Adım 3: Kazanmanın haklı gururu!

Ancak bazen tüm bu stres ve sıkı çalışma karşılığını verir ve duygusal kariyerimizin üçüncü aşamasına ulaşabiliriz. Sonunda büyük terfiyi kazandığımızdan dolayı hislerimize gurur ve sevinç duyguları hakim oluyor. Önceki aşamanın tüm korkusundan sonra 'nihayet başardım' hissi çok güçlü bir duygusal tepki yaratır. Araştırmacılar, bu aşamada avukatların şirketle olan duygusal bağının derinleştiği sonucuna ulaştı. Bu aşamada, ekibin kıdemli üyelerine daha bağlı olduğumuzu hissediyoruz ve sonunda onları bekçiler yerine yoldaşlar olarak görüyoruz. Bu noktada ihmal ettiğimiz ailemiz ve arkadaşlarımızla telafi turlarına başlıyoruz!

Haberin Devamı

Adım 4: Bu ne? Dünün aynısı...

Fakat üçüncü aşamanın getirdiği tüm olumlu duygular sonsuza kadar süremezler. Çok geçmeden sevinç duygularımızın yerini hayal kırıklığı alabiliyor... Zira çokça çabalayıp ulaşılan noktadan sonra pek bir değişiklik olmuyor.
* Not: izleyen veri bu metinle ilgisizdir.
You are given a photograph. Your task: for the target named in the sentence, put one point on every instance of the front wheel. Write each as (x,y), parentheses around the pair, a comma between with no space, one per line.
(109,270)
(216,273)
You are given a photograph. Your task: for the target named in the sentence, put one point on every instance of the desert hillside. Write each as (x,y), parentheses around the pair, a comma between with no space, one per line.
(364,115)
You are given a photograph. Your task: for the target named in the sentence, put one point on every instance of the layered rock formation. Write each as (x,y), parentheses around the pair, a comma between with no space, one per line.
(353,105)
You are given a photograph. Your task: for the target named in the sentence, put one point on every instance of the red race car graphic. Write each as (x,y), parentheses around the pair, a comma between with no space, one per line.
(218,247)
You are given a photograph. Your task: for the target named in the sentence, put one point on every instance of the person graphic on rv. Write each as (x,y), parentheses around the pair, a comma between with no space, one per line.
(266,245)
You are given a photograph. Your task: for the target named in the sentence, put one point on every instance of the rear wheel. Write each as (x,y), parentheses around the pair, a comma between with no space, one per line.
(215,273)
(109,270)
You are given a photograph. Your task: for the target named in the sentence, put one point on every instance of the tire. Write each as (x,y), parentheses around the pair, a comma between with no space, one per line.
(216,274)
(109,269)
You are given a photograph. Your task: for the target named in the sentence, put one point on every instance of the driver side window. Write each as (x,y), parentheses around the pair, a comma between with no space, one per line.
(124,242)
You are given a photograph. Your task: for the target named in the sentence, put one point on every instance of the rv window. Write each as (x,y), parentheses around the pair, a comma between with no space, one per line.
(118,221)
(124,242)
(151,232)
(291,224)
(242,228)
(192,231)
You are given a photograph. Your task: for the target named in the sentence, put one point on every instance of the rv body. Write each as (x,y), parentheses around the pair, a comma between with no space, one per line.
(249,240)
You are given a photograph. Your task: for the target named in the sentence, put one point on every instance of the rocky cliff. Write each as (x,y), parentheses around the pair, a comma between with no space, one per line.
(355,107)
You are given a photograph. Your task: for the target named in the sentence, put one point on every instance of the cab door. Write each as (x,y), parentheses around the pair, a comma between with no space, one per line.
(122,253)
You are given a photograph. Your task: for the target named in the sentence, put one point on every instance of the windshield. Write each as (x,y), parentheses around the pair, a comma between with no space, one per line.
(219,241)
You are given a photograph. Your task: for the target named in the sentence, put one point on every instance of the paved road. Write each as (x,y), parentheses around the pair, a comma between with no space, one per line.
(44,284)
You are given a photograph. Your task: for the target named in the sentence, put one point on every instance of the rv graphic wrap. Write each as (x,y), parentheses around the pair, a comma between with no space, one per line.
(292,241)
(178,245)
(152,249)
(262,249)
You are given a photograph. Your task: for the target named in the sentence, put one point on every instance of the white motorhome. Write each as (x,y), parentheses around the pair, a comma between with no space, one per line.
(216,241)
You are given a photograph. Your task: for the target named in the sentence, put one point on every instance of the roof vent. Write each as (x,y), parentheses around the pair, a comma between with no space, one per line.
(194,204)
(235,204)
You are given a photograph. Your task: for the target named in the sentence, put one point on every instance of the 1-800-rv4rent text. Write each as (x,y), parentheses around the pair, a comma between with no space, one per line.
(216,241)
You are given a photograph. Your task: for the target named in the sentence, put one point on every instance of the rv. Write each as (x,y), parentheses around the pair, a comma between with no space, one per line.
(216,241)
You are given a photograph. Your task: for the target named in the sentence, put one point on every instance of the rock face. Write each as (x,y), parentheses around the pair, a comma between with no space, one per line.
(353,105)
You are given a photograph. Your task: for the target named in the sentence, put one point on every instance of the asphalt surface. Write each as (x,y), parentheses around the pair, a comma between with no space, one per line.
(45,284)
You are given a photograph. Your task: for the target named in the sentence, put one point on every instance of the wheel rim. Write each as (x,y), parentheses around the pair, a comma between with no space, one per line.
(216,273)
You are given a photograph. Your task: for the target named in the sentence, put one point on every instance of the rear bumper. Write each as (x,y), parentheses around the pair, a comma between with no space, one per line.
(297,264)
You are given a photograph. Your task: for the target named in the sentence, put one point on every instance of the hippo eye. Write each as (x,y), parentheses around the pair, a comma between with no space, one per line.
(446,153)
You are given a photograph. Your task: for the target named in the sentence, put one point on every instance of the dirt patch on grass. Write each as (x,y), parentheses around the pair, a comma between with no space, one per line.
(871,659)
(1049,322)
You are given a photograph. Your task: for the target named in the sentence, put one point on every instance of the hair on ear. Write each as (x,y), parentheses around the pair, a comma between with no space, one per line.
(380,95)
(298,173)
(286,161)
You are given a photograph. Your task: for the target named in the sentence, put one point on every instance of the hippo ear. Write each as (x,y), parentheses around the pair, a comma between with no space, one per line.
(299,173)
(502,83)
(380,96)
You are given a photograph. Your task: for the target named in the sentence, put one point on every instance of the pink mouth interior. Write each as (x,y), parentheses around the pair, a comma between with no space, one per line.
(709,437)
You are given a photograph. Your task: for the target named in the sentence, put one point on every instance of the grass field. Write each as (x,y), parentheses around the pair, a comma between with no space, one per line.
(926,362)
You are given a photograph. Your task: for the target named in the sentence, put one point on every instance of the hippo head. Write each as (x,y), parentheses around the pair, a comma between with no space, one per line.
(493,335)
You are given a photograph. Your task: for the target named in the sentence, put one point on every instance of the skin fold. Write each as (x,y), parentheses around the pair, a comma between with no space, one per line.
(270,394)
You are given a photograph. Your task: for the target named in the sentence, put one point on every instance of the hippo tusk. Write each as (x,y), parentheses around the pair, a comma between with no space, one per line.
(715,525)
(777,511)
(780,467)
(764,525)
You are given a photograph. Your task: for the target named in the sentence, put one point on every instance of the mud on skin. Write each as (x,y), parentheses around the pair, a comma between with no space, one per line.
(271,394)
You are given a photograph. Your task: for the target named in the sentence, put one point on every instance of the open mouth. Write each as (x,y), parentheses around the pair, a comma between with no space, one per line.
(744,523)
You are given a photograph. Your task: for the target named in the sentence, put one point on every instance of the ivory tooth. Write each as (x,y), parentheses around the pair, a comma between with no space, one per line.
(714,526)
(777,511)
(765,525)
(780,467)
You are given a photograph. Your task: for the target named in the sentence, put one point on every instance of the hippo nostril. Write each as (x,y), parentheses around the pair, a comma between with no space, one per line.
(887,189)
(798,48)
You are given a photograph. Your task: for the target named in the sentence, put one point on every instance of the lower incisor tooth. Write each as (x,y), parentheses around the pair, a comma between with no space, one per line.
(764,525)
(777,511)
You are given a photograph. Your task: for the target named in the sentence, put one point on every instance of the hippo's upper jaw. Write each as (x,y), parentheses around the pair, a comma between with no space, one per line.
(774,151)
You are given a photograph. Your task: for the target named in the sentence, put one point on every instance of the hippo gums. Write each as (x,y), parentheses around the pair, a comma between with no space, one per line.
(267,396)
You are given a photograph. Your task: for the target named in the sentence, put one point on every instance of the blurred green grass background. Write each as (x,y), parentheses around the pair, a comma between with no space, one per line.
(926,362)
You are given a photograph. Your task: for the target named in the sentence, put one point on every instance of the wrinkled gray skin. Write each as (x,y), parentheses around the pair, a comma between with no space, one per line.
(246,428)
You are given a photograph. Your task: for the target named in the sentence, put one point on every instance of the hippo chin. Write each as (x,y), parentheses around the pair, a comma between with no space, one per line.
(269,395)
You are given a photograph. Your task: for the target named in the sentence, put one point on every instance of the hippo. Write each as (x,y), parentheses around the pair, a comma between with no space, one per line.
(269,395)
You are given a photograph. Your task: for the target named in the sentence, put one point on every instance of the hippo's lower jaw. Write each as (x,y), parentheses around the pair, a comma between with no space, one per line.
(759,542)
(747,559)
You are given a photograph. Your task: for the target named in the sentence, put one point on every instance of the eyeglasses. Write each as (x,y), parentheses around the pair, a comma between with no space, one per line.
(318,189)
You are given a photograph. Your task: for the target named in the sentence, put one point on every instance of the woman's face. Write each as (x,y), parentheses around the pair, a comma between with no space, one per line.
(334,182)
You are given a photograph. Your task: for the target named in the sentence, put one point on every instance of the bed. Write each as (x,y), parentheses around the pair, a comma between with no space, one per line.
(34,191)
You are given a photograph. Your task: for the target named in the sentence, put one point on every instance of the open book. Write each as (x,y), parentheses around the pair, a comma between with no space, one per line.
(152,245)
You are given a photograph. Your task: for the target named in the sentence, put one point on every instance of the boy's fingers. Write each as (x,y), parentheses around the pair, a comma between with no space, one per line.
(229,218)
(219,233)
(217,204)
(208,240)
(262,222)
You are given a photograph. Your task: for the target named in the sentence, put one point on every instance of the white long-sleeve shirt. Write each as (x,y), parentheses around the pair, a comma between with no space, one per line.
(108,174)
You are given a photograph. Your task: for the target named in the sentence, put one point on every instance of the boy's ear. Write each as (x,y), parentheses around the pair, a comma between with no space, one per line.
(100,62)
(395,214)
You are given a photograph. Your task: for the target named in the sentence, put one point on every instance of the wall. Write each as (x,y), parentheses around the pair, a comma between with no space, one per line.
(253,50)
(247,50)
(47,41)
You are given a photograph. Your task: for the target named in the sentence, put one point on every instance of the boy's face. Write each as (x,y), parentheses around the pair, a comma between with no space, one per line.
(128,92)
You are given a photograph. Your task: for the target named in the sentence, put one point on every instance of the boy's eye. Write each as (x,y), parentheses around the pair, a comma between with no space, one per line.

Katılımcı avukatlardan biri şöyle dile getiriyor: Çok büyük bir değişiklik bekliyordum ama aslında hedefe vardığımda, bana daha fazla para ödeniyor ama hiçbir şey değişmedi. Sonunda bu avukatlar da kendi kıdemsiz avukat ekiplerine odaklanıyor, yıldız avına çıkıyor, gelecek neslin akıl hocası olmak ve döngüyü yeniden başlatmak için işe koyuluyor. Dr. Gustafsson, söz konusu çalışmanın yüksek stres getiren mesleklerde çalışanların duygusal ihtiyaçlarını desteklemek için bir aydınlatıcı olarak kullanılması gerektiğini aktarıyor ve şöyle noktalıyor: "İK ve yöneticiler, özellikle başa çıkma becerilerini geliştirme noktasında başarının kutlandığı başarısızlığın ise sıklıkla yaftalandığı kültürlerde çalışanlara destek sağlamayı düşünmeli ve onların stresini anlamalı."